Compound flooding from lake seiche and river flow in a freshwater coastal river

Abstract

Compound impacts on water level caused by seiche and high flow in freshwater coastal rivers can result in extreme flood risks. A seiche is an oscillation in the lake caused by strong wind or rapid change of atmospheric pressure. Seiching and high flow can be statistically dependent, therefore a copula-based joint distribution is used to investigate their compound effects on flooding in a freshwater coastal river. A hydrodynamic model is used to predict inundation areas for developing flood probability maps.
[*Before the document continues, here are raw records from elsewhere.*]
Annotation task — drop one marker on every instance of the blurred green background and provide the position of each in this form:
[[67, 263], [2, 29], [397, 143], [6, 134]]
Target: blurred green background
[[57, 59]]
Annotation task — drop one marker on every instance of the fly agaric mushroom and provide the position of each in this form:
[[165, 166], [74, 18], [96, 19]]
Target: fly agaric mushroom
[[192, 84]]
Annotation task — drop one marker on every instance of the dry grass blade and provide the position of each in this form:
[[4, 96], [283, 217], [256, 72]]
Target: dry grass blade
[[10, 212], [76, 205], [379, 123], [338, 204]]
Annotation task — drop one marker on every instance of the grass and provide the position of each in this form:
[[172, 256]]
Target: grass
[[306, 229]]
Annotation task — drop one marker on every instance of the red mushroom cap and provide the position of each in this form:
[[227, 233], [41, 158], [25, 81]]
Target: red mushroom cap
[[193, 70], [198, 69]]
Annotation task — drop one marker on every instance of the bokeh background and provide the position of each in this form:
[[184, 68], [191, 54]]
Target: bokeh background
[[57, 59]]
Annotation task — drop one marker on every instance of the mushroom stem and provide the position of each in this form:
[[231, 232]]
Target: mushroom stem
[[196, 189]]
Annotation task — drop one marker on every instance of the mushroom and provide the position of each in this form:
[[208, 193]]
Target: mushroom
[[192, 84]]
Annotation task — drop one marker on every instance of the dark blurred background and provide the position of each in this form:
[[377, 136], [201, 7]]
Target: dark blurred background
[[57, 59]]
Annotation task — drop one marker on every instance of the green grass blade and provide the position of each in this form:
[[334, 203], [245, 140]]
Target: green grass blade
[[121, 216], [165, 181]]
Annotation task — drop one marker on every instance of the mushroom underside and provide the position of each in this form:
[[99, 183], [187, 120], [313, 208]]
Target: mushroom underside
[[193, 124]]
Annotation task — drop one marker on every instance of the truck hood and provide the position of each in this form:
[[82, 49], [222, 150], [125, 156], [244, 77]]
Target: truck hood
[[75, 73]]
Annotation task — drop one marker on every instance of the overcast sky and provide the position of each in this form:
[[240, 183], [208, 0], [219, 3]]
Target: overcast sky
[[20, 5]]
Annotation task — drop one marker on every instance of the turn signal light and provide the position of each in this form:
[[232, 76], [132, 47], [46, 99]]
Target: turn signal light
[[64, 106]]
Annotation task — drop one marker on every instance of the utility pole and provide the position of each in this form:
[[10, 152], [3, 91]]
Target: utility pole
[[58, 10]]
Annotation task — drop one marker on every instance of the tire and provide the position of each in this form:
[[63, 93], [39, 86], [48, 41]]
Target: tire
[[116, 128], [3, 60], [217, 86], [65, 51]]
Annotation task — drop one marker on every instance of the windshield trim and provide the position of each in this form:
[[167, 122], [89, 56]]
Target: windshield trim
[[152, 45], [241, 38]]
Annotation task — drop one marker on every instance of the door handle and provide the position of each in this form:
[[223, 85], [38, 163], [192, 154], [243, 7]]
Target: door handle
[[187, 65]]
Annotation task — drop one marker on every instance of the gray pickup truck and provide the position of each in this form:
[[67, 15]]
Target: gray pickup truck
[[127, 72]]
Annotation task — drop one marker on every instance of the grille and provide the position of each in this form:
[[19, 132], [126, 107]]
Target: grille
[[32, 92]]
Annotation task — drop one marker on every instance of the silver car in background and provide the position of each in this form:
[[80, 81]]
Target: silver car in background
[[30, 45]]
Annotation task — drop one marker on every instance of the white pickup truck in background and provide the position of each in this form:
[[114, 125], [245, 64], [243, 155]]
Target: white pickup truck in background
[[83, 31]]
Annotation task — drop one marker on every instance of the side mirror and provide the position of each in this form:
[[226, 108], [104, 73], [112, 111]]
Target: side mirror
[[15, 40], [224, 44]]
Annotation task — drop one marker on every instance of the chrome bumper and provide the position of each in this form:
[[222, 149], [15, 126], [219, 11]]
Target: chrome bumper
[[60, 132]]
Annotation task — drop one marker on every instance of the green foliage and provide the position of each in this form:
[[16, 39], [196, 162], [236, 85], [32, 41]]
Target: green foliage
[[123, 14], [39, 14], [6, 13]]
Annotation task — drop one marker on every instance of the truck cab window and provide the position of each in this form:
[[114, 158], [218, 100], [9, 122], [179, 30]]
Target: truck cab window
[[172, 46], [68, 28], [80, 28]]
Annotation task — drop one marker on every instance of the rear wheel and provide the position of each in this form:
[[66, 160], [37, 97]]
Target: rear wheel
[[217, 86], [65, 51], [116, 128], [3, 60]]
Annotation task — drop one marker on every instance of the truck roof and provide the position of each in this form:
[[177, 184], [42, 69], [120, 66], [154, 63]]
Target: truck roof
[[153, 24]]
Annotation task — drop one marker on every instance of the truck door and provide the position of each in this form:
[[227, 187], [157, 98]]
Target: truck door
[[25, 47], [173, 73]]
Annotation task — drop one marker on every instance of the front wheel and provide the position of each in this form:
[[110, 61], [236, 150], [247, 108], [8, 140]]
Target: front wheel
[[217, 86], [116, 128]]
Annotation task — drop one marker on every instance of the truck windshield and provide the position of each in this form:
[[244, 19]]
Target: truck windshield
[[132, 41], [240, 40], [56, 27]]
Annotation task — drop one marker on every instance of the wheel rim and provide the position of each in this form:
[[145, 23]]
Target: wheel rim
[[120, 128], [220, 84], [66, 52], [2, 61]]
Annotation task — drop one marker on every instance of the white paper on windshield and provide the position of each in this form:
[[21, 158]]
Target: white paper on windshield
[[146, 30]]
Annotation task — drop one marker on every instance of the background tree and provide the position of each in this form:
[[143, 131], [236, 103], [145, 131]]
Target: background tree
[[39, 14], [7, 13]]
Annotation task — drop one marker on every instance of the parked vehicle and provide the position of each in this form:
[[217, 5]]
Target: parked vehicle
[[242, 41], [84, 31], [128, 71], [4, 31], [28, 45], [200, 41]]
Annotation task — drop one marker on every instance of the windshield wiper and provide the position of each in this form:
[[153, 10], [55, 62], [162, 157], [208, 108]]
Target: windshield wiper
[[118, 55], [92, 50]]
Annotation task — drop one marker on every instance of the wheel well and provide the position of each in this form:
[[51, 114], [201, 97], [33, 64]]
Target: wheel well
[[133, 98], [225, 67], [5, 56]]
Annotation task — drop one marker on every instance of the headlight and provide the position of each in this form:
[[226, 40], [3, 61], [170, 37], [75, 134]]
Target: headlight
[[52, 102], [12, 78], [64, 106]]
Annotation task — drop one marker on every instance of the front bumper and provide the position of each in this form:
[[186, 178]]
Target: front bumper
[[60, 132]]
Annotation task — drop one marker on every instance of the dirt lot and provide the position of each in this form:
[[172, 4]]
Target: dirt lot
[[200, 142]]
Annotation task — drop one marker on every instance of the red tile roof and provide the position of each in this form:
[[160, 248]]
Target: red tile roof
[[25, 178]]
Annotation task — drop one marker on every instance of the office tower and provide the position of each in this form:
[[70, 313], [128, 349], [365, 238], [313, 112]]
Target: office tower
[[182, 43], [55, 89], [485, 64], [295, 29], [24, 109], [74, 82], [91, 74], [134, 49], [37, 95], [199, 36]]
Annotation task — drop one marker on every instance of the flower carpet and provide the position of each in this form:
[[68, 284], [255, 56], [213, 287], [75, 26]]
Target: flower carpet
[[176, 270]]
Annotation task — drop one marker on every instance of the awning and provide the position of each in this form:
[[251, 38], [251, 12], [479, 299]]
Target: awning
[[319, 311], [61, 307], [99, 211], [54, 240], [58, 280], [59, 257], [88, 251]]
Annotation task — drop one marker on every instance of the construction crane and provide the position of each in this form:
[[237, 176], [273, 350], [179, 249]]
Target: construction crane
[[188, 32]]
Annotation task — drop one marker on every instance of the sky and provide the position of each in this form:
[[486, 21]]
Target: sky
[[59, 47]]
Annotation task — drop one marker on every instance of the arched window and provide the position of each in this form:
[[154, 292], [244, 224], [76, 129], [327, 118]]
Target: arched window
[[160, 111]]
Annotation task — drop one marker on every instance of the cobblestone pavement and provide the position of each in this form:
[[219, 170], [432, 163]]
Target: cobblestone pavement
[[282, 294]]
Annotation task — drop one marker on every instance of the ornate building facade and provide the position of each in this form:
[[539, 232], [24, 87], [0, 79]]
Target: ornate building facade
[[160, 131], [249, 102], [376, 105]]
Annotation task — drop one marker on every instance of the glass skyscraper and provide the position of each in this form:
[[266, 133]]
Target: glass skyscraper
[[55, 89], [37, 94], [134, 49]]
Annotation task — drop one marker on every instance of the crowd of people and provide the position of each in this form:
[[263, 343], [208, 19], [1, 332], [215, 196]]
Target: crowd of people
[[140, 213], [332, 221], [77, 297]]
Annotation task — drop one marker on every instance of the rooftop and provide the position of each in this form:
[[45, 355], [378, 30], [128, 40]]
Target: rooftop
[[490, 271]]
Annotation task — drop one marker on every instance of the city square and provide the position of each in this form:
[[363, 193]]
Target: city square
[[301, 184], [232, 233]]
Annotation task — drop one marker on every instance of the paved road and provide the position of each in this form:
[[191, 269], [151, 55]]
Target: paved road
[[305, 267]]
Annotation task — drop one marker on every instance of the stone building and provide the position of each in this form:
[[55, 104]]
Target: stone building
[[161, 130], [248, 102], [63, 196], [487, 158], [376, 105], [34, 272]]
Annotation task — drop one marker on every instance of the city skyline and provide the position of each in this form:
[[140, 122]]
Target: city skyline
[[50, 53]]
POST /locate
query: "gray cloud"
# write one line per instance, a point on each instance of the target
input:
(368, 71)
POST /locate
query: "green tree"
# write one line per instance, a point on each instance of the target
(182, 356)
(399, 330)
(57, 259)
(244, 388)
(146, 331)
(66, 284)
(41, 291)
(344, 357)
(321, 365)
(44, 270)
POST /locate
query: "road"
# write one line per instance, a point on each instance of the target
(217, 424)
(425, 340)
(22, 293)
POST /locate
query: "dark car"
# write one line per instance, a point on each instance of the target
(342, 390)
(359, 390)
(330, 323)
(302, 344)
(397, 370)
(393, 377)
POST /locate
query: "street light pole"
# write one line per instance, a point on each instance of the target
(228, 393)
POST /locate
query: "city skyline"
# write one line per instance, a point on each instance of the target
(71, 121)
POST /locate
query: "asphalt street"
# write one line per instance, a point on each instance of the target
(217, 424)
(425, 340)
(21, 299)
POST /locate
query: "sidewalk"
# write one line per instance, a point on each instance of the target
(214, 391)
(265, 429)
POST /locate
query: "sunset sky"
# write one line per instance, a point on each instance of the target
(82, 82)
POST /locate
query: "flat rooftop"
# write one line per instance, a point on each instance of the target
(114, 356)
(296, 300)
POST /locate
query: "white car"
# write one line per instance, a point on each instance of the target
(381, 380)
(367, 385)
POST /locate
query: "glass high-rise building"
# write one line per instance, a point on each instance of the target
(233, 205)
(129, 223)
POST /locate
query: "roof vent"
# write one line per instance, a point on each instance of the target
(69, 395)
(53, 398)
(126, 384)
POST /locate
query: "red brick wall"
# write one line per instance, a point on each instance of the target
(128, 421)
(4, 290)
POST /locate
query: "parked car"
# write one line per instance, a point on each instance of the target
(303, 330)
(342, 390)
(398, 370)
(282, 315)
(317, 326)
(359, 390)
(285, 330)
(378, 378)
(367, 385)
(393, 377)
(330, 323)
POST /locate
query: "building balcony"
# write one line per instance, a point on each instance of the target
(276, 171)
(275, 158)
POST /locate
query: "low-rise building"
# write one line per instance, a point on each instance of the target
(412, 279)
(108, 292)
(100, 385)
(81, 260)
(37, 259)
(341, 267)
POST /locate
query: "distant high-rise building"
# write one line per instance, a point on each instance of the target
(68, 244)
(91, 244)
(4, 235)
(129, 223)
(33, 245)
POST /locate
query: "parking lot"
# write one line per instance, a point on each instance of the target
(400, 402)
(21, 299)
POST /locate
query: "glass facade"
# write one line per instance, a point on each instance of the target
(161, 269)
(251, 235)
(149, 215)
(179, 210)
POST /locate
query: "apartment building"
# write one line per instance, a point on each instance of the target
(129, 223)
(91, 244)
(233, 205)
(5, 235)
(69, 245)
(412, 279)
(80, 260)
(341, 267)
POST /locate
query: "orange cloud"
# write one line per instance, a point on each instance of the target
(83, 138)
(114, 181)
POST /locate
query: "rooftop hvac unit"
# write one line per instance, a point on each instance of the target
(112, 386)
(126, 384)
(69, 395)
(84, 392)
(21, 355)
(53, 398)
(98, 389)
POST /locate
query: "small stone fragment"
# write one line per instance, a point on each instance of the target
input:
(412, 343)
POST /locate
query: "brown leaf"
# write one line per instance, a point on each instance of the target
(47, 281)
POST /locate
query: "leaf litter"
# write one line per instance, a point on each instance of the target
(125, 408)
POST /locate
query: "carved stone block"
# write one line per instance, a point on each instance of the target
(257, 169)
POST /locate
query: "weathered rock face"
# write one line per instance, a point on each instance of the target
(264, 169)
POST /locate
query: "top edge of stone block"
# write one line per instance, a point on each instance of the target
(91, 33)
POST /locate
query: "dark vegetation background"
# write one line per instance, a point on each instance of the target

This two-fold approach allows the development of a joint probability-based flood map resulting from seiche and high flow. The methodology is applied to the Buffalo River (Buffalo, New York), draining into Lake Erie, which is subject to significant seiching. Results show that seiches can have an impact on flooding and the compounding effects of seiche and high flow can increase the inundation area. The study also shows that the present Federal Emergency Management Agency (FEMA) 100-year flood scenario for the study site is equivalent to compound 100-year high flow and 10-year seiche, and the 100-year high flow and corresponding most probable water level (slightly larger than the long-term average lake level) is approximately 7 times more likely to occur than the FEMA scenario. The analysis framework can provide insight into the compounding effects of seiche and high flow on inundation, and on the probability of occurrence of such events for overall flood engineering in a freshwater coastal river.